[p. 37]
[J.J. van Geuns: gedichten]
Bij het graf van mijn tweelingbroeder
Ik heb mijn tweelingbroeder zoo begraven
Dat als des nachts zich heft uit het geboomte
De roep der vogels (dat wie 't hoort in droom te
Wandelen schijnt) ook híj zich daaraan lave.
Dit was de laving die het meest hij lief
Gehad heeft toen zijn weg nog ging door 't leven:
Te toeven in de nachtelijke dreven
Als zich tersluiks een vogelstem verhief.

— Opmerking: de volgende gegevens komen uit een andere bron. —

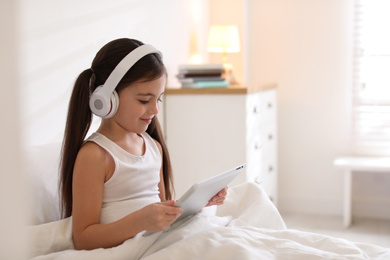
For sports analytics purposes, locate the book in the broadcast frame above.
[179,63,225,71]
[182,80,229,88]
[179,77,225,83]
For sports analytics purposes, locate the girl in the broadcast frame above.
[60,39,226,249]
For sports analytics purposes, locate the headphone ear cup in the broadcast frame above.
[89,85,111,117]
[103,90,119,118]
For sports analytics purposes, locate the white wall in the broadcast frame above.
[246,0,390,218]
[20,0,208,145]
[0,0,26,259]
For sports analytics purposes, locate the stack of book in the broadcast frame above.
[177,64,229,88]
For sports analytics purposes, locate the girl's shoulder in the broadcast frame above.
[76,142,115,179]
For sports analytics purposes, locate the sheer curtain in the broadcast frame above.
[352,0,390,155]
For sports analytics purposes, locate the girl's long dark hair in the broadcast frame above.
[59,39,173,217]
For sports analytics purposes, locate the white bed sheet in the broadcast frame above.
[27,183,390,260]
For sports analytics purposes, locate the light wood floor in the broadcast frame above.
[282,213,390,248]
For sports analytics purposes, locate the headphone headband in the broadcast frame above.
[102,44,162,96]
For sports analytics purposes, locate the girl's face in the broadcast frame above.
[113,74,167,134]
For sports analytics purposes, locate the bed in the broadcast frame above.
[25,144,390,260]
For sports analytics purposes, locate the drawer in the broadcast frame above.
[246,90,276,128]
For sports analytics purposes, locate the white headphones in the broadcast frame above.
[89,44,162,118]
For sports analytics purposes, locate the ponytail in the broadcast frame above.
[59,69,93,218]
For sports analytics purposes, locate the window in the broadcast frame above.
[352,0,390,155]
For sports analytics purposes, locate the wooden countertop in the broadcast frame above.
[165,83,277,95]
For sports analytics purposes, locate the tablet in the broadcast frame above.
[144,164,246,236]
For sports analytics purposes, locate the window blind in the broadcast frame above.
[352,0,390,155]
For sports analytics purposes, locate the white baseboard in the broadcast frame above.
[278,196,390,219]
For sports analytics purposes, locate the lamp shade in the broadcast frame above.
[207,25,240,53]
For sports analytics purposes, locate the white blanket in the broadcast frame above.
[27,183,390,260]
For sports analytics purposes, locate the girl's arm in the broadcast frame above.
[154,140,165,201]
[72,143,181,249]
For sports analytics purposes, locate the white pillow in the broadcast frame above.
[24,143,61,225]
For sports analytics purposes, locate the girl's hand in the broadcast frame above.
[140,200,183,232]
[206,186,228,207]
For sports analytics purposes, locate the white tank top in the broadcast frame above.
[86,133,162,224]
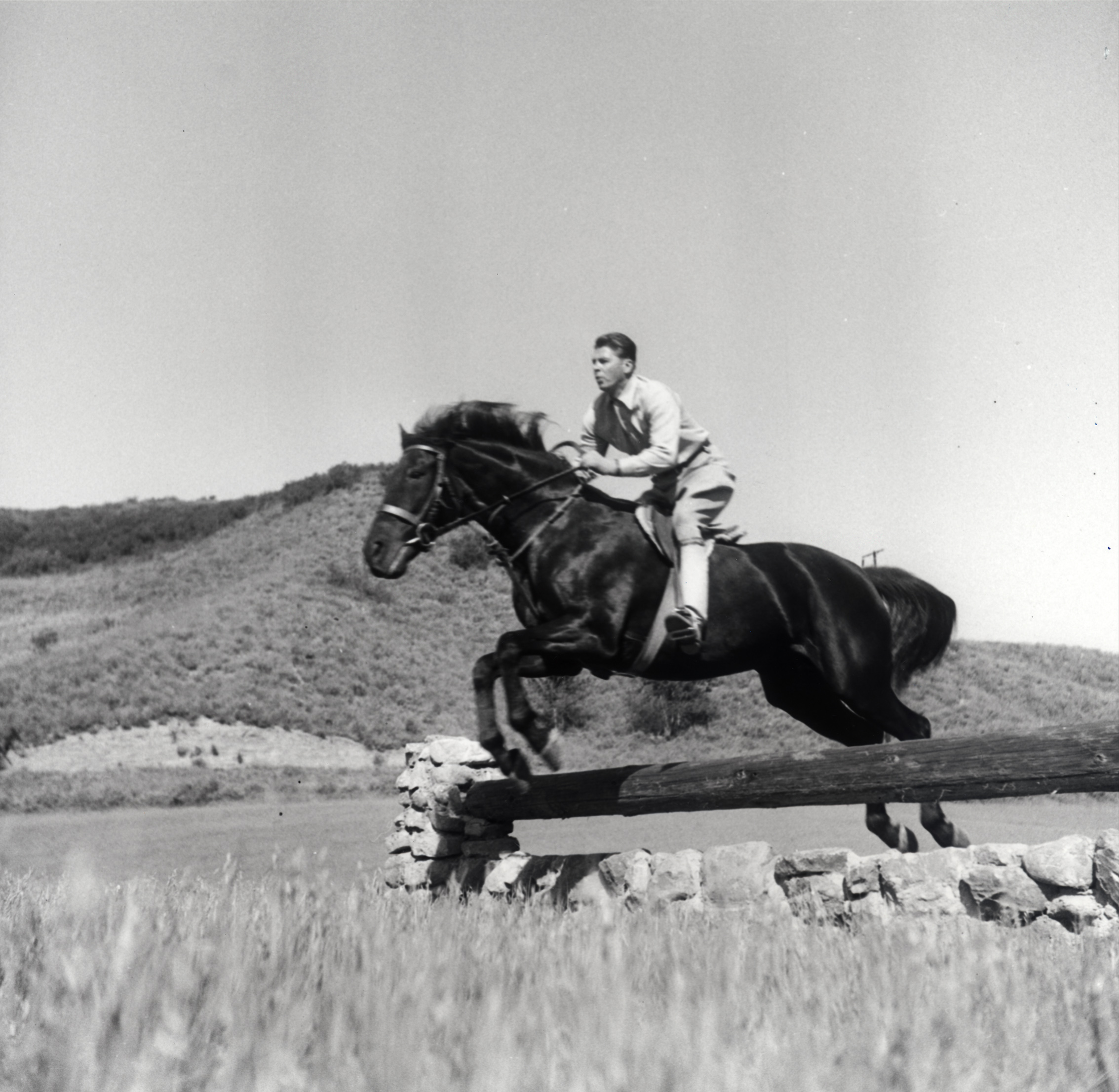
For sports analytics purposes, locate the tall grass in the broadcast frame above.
[0,867,1119,1092]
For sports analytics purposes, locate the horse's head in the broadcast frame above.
[364,444,448,580]
[365,402,570,580]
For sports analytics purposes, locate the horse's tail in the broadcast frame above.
[863,568,956,692]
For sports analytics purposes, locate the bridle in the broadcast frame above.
[381,444,582,553]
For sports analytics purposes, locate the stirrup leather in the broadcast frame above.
[665,606,706,656]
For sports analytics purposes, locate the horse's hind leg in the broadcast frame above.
[758,654,918,853]
[921,803,971,849]
[844,679,971,848]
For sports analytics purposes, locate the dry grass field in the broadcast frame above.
[0,866,1119,1092]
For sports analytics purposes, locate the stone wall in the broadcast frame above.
[385,736,1119,934]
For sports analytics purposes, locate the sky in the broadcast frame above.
[0,0,1119,651]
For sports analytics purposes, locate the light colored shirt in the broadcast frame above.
[579,375,711,478]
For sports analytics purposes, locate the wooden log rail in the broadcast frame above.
[463,721,1119,822]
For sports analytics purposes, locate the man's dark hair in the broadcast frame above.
[594,333,637,364]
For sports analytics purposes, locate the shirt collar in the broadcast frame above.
[612,371,642,410]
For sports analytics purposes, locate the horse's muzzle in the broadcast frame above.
[363,533,416,580]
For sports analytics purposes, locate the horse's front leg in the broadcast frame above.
[473,652,531,781]
[496,620,612,770]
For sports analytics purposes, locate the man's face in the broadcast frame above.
[591,345,633,394]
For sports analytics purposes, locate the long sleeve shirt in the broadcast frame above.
[579,375,711,478]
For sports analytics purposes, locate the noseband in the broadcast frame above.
[381,444,582,553]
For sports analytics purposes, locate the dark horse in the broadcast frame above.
[365,402,968,852]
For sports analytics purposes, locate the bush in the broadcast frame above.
[627,679,717,740]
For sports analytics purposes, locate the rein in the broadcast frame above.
[381,444,582,555]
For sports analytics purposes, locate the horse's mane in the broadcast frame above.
[403,400,547,452]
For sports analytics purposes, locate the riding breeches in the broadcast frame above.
[650,455,734,546]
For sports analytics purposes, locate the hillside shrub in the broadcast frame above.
[31,630,58,652]
[627,679,717,740]
[447,528,494,570]
[526,675,593,733]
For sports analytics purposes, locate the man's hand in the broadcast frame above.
[579,451,617,474]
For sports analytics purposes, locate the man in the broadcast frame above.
[579,333,734,656]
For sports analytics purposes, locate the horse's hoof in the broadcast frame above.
[540,732,563,770]
[497,747,533,792]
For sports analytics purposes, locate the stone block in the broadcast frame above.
[599,849,653,907]
[463,816,512,838]
[879,848,971,917]
[648,849,703,905]
[424,808,465,835]
[412,830,462,857]
[431,784,462,815]
[449,857,494,895]
[459,838,520,857]
[773,848,857,883]
[427,735,494,766]
[960,865,1045,925]
[427,763,478,792]
[566,868,613,910]
[1093,830,1119,907]
[844,849,901,898]
[847,891,894,925]
[699,841,775,907]
[385,830,412,853]
[1022,835,1095,891]
[407,785,435,811]
[401,808,431,830]
[483,853,529,896]
[971,841,1030,868]
[1046,895,1107,933]
[778,872,847,925]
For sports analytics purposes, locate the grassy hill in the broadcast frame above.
[0,470,1119,768]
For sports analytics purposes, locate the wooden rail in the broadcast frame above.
[463,721,1119,821]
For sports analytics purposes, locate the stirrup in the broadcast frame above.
[665,606,705,656]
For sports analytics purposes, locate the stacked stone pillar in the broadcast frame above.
[385,735,520,891]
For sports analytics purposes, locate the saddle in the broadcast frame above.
[583,486,743,675]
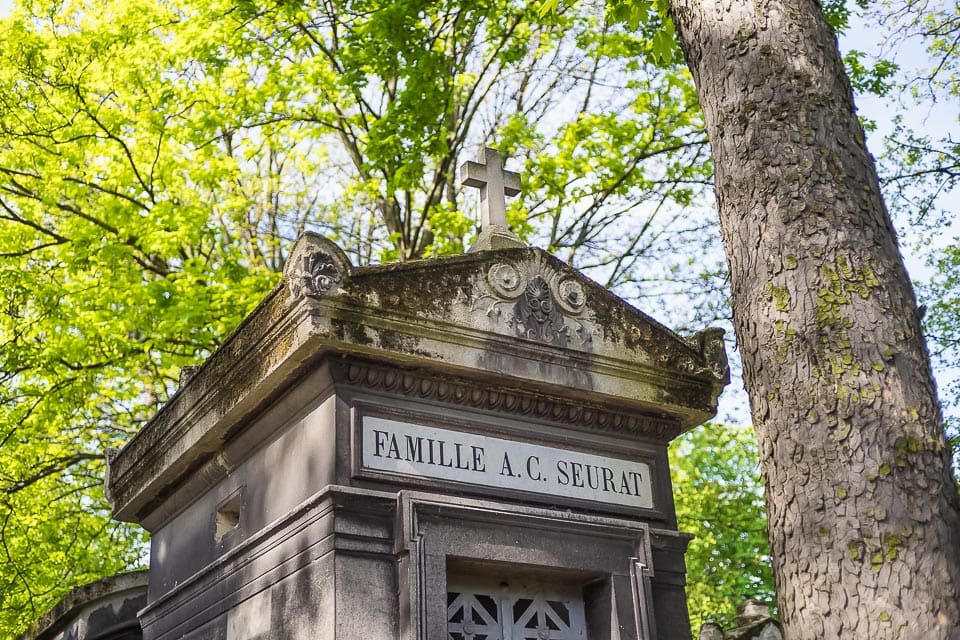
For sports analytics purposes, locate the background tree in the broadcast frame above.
[0,0,716,635]
[670,424,776,633]
[865,0,960,466]
[669,0,960,638]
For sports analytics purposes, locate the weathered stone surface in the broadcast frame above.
[107,235,728,521]
[99,235,728,640]
[19,571,147,640]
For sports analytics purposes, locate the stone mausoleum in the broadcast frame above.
[24,152,728,640]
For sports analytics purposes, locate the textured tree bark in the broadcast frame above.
[670,0,960,640]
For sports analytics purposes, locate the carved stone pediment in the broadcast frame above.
[276,236,729,418]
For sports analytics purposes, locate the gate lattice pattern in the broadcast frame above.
[447,586,586,640]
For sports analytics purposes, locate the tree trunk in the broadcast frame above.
[670,0,960,640]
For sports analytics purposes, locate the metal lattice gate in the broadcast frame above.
[447,579,587,640]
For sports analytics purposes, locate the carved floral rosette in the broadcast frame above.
[478,261,599,349]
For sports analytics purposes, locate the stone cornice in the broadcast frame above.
[331,360,681,440]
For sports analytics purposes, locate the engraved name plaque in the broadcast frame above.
[361,416,653,509]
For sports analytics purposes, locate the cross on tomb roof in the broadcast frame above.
[460,147,520,230]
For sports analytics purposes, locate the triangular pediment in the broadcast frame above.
[284,234,728,412]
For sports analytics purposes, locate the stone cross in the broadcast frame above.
[460,147,520,230]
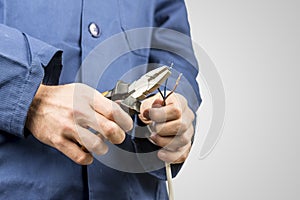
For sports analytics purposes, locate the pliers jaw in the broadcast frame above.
[105,66,171,115]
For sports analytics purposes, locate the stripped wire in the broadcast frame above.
[157,70,182,200]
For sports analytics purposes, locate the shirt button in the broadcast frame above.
[89,22,101,38]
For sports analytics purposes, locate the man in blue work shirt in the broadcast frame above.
[0,0,201,200]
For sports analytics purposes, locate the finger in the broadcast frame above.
[157,144,191,164]
[143,104,182,123]
[150,109,195,136]
[89,113,125,144]
[150,126,194,151]
[53,137,93,165]
[92,92,133,131]
[76,126,108,155]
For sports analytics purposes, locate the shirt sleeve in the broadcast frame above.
[134,0,201,180]
[0,24,62,137]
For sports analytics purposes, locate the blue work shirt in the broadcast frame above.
[0,0,201,200]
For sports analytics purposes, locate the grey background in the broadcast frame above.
[174,0,300,200]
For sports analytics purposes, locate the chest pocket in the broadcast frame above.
[118,0,155,57]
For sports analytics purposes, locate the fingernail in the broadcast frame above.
[143,109,150,119]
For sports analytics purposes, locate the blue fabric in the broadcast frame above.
[0,0,201,200]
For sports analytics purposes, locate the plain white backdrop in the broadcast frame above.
[174,0,300,200]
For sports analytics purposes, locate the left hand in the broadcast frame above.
[139,93,195,163]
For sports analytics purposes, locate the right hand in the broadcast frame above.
[26,83,133,165]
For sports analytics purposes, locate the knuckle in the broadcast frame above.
[105,123,118,138]
[172,106,182,119]
[51,136,64,149]
[180,134,190,145]
[173,122,184,134]
[90,139,101,152]
[62,121,76,133]
[74,155,88,164]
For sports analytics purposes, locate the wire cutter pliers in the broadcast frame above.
[102,66,171,114]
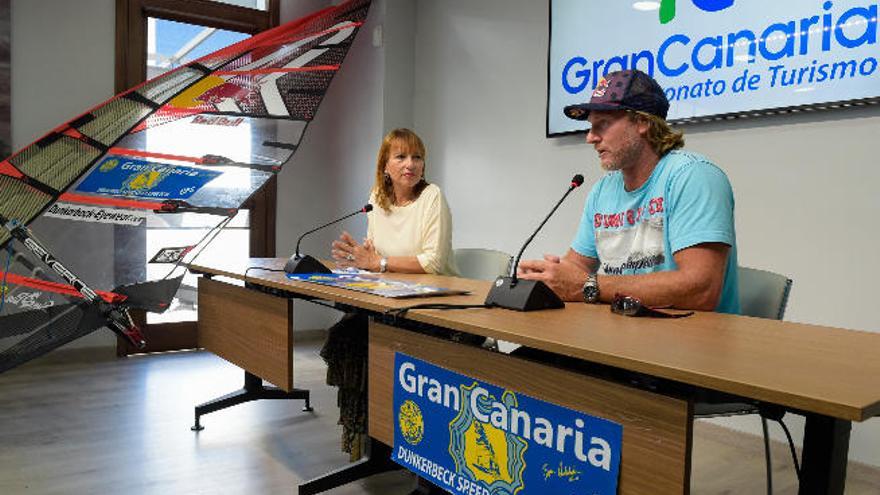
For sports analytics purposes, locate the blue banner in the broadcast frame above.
[391,352,623,495]
[76,156,221,199]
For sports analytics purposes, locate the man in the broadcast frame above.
[519,70,739,313]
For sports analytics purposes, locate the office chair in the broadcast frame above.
[694,266,800,495]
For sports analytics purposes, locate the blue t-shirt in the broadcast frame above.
[571,150,739,314]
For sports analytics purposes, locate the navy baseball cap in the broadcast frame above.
[563,69,669,120]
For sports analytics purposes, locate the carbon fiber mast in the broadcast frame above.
[0,215,146,349]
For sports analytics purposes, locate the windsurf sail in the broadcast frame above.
[0,0,370,372]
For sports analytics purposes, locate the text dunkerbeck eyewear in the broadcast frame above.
[611,294,694,318]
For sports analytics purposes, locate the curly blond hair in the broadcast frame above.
[626,110,684,156]
[373,128,428,211]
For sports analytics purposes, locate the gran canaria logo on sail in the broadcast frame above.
[397,361,613,472]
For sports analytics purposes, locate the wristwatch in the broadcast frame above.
[581,273,599,304]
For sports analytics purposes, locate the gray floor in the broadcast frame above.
[0,342,880,495]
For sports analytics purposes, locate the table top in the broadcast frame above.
[190,258,880,421]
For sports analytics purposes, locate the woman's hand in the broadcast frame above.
[330,231,382,272]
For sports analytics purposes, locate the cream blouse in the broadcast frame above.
[367,184,458,275]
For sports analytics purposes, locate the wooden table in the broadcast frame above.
[191,259,880,494]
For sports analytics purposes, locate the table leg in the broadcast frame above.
[299,438,401,495]
[798,414,852,495]
[190,371,312,431]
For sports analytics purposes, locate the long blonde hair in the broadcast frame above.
[373,128,428,211]
[626,110,684,156]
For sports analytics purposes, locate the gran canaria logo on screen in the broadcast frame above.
[660,0,734,24]
[392,353,622,495]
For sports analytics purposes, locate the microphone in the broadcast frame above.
[284,203,373,273]
[485,174,584,311]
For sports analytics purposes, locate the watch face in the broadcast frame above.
[583,278,599,303]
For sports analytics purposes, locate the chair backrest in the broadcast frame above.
[738,266,792,320]
[452,248,513,280]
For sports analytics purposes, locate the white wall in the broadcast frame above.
[415,0,880,465]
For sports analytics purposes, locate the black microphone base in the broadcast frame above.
[486,277,565,311]
[284,254,332,273]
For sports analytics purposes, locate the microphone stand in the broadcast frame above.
[284,204,373,273]
[485,174,584,311]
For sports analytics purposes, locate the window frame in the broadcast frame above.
[114,0,281,356]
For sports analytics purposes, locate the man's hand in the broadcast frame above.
[517,254,589,302]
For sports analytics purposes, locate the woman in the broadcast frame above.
[331,129,457,275]
[321,129,457,461]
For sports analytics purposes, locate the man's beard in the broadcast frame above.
[599,137,645,172]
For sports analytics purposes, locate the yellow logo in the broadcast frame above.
[397,400,425,445]
[449,382,528,494]
[98,160,119,172]
[126,170,162,191]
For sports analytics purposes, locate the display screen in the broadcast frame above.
[547,0,880,136]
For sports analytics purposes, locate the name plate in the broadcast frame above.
[391,352,623,495]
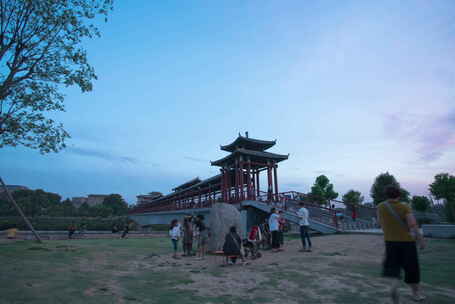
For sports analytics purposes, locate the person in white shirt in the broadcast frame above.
[297,202,311,252]
[269,208,280,252]
[169,220,181,259]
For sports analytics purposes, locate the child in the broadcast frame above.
[169,219,180,259]
[246,226,262,259]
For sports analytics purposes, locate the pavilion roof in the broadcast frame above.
[221,134,276,152]
[149,174,221,203]
[210,148,289,166]
[172,177,201,191]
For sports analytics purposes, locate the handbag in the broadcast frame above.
[384,202,417,240]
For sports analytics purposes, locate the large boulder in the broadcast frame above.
[208,203,241,251]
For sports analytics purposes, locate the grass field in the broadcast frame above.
[0,235,455,304]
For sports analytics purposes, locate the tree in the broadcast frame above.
[370,172,410,205]
[342,190,364,206]
[310,175,338,205]
[0,0,113,153]
[429,173,455,222]
[103,194,128,215]
[0,189,61,217]
[411,195,431,212]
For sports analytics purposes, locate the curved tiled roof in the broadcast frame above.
[210,148,289,166]
[172,177,201,191]
[221,135,276,152]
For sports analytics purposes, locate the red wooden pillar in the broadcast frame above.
[239,156,245,201]
[226,168,231,202]
[251,169,256,200]
[246,158,252,200]
[234,159,239,201]
[267,163,273,200]
[273,164,279,201]
[220,169,225,201]
[256,169,261,197]
[208,184,212,203]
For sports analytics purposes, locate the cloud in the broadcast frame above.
[384,109,455,162]
[183,156,209,163]
[66,147,138,164]
[313,170,332,174]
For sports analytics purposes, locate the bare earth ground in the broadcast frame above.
[0,235,455,304]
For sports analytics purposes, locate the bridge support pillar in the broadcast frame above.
[240,208,248,240]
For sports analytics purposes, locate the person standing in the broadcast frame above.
[223,226,243,264]
[269,208,280,252]
[195,214,209,260]
[297,202,311,252]
[68,223,76,240]
[169,219,180,259]
[278,210,286,248]
[121,222,133,239]
[183,216,193,256]
[377,186,425,304]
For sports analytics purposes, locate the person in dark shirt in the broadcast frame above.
[195,214,209,260]
[223,226,241,264]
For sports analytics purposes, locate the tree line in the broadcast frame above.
[0,189,128,217]
[307,172,455,222]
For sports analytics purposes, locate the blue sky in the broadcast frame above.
[0,0,455,203]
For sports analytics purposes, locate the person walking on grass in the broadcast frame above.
[297,202,311,252]
[269,208,280,252]
[169,219,181,259]
[183,216,193,256]
[195,214,209,260]
[278,210,286,249]
[377,186,425,304]
[223,226,243,265]
[68,223,76,240]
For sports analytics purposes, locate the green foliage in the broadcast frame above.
[0,216,127,231]
[310,175,338,205]
[0,0,113,153]
[429,173,455,222]
[342,190,364,206]
[0,189,128,217]
[102,194,128,215]
[411,195,431,212]
[429,173,455,201]
[370,172,410,205]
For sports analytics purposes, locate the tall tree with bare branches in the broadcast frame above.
[0,0,113,153]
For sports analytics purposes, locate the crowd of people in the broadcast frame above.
[169,214,210,259]
[169,203,311,264]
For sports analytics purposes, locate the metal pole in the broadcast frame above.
[0,177,43,243]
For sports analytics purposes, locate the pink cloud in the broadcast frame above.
[385,110,455,162]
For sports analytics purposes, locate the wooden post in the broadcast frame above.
[273,164,279,202]
[239,155,245,201]
[267,163,273,200]
[256,169,261,197]
[234,159,239,201]
[251,169,256,200]
[0,177,43,243]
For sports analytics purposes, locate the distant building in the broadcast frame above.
[87,194,109,207]
[0,185,29,192]
[136,191,163,205]
[0,185,30,200]
[71,196,87,208]
[71,194,109,208]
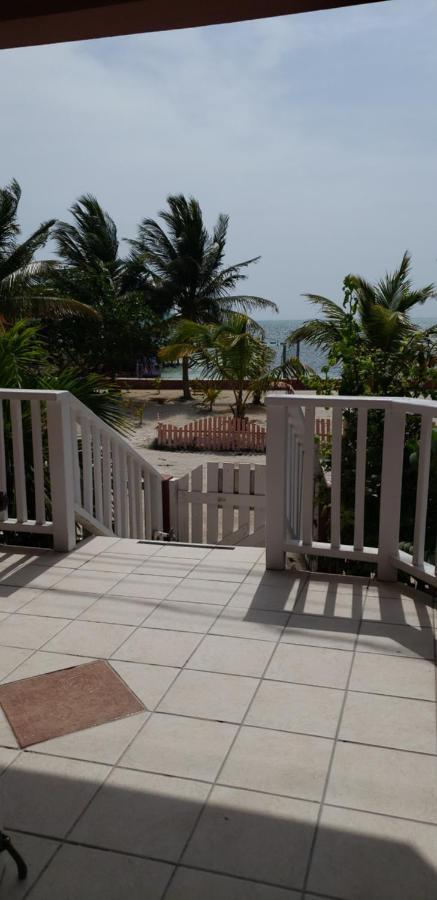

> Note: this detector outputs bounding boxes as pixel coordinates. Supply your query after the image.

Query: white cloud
[0,0,437,317]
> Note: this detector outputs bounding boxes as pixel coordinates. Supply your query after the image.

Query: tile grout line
[161,568,308,900]
[302,579,370,900]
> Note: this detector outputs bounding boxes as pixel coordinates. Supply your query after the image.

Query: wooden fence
[156,416,266,453]
[170,462,266,547]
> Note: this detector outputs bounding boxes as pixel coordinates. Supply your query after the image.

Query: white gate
[170,462,266,547]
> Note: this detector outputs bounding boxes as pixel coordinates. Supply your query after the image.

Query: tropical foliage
[127,195,277,399]
[289,253,437,567]
[160,312,304,417]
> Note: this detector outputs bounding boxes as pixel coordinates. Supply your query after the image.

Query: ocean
[161,318,436,378]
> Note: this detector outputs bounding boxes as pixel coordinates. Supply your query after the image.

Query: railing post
[266,394,289,569]
[47,391,76,551]
[378,401,405,581]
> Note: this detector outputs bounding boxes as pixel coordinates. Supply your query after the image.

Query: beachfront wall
[156,416,266,453]
[266,394,437,586]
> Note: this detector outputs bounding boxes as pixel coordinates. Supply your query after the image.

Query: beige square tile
[77,553,140,575]
[0,564,69,590]
[100,538,160,559]
[71,769,209,861]
[79,596,159,625]
[113,628,202,666]
[27,844,172,900]
[58,568,123,597]
[20,588,96,619]
[136,556,196,578]
[245,681,343,737]
[168,573,235,606]
[184,787,318,888]
[43,616,134,657]
[340,693,437,753]
[294,580,366,620]
[349,653,436,700]
[211,607,289,643]
[202,546,265,569]
[229,578,302,612]
[1,831,59,900]
[147,600,223,634]
[3,650,92,683]
[219,726,332,801]
[357,622,434,659]
[166,866,301,900]
[190,556,252,585]
[0,613,69,650]
[188,634,273,676]
[0,584,40,613]
[326,743,437,824]
[0,747,19,772]
[111,659,179,709]
[308,806,437,900]
[80,535,120,556]
[363,589,434,628]
[0,707,19,750]
[32,712,149,765]
[119,713,237,781]
[282,613,359,650]
[0,647,32,680]
[265,642,352,688]
[106,572,181,600]
[159,669,258,722]
[154,542,210,560]
[2,752,109,837]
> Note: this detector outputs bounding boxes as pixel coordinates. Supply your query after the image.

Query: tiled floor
[0,538,437,900]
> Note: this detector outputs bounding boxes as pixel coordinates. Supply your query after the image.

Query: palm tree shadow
[246,571,435,660]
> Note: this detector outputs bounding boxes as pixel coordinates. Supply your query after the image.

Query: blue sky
[0,0,437,318]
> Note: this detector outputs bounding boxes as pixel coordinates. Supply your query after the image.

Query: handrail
[0,389,162,550]
[266,392,437,586]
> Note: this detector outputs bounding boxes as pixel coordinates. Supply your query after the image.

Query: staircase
[0,390,162,551]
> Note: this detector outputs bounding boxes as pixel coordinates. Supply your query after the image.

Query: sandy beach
[123,389,266,478]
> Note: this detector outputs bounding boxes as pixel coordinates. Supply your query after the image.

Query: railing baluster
[413,413,433,566]
[119,447,129,537]
[11,399,27,522]
[354,406,367,550]
[80,416,94,515]
[102,434,112,528]
[92,425,103,522]
[302,406,315,546]
[331,406,343,547]
[30,400,46,525]
[127,456,136,538]
[111,441,123,537]
[134,462,144,540]
[0,400,8,522]
[144,472,152,541]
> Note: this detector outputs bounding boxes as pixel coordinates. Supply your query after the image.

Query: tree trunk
[182,356,191,400]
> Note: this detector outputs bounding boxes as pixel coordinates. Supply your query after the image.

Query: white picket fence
[156,416,266,453]
[0,389,162,550]
[170,462,266,547]
[266,393,437,587]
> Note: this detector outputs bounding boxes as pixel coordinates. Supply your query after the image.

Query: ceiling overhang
[0,0,381,48]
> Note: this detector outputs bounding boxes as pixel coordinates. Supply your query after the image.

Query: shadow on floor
[0,768,437,900]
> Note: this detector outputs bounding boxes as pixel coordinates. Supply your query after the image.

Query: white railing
[0,390,162,550]
[266,393,437,585]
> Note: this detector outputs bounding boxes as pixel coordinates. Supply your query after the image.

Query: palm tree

't Is dáárom dat ik zijn' herinnering
De nachten meer gewijd houd dan de dagen:
Meer dan den dag, die, een metalen wagen,
In 't langsrijden doet rinklen ieder ding,
Den nacht, waarin het loover siddren ging
Wanneer eenmaal de vogel had geslagen.
Meisje's klage
Hoe maakt die wijs mij nu zo moe,
Die 'k eenmaal zong bij 't veer?
Ik doe mijn groene luiken toe
Voor 't naadrend najaarsweer.
Daar is een eenzaam korenveld,
Een veld hier ver vandaan,
Waarboven nacht zijn sterren stelt,
Nu 't oogsten is gedaan.
Hoe woelig gaat nu de rivier
In 't naadrend najaarsweer!
Ik weet: mijn liefste is niet meer hier;
'k Wacht eenzaam bij het veer.
Hoe vaak heeft hij mij vergezeld
Bij 't nachtlijk huiswaarts-gaan.
Mijn liefste ligt in 't korenveld,
Kan nimmer òp meer staan.
[p. 38]
Reisnacht
Hoorde ik niet een venster klinken,
Deuren dicht en open gaan,
Zag 'k niet straks het licht der maan
Op beboschte bergen zinken?
Zoo kwam 'k aan deez' herberg aan.
(In welk vroegere bestaan
Zag ik reeds dit leidak blinken?)
Alles wart zich nu dooreen
Wat vandaag me is overkomen.
Is het waken, is het droomen,
Dat zijn spel drijft door mij heen?
Paardgetrappel.... kindergroet....
't Zingen van een kolenbrander....
Alles valt weer uit elkander,
Als het even mij ontmoet.
Waak ik, droom ik? Aan den stander
Hangt mijn jas en groene hoed!
Kwatrijn
Er is een wel voorbij de laatste hutten
Waaruit ik duizend liederen kan putten.
't Is dáár dat van 't Onzienlijke mij scheidt
Een oude muur die niet meer is te stutten.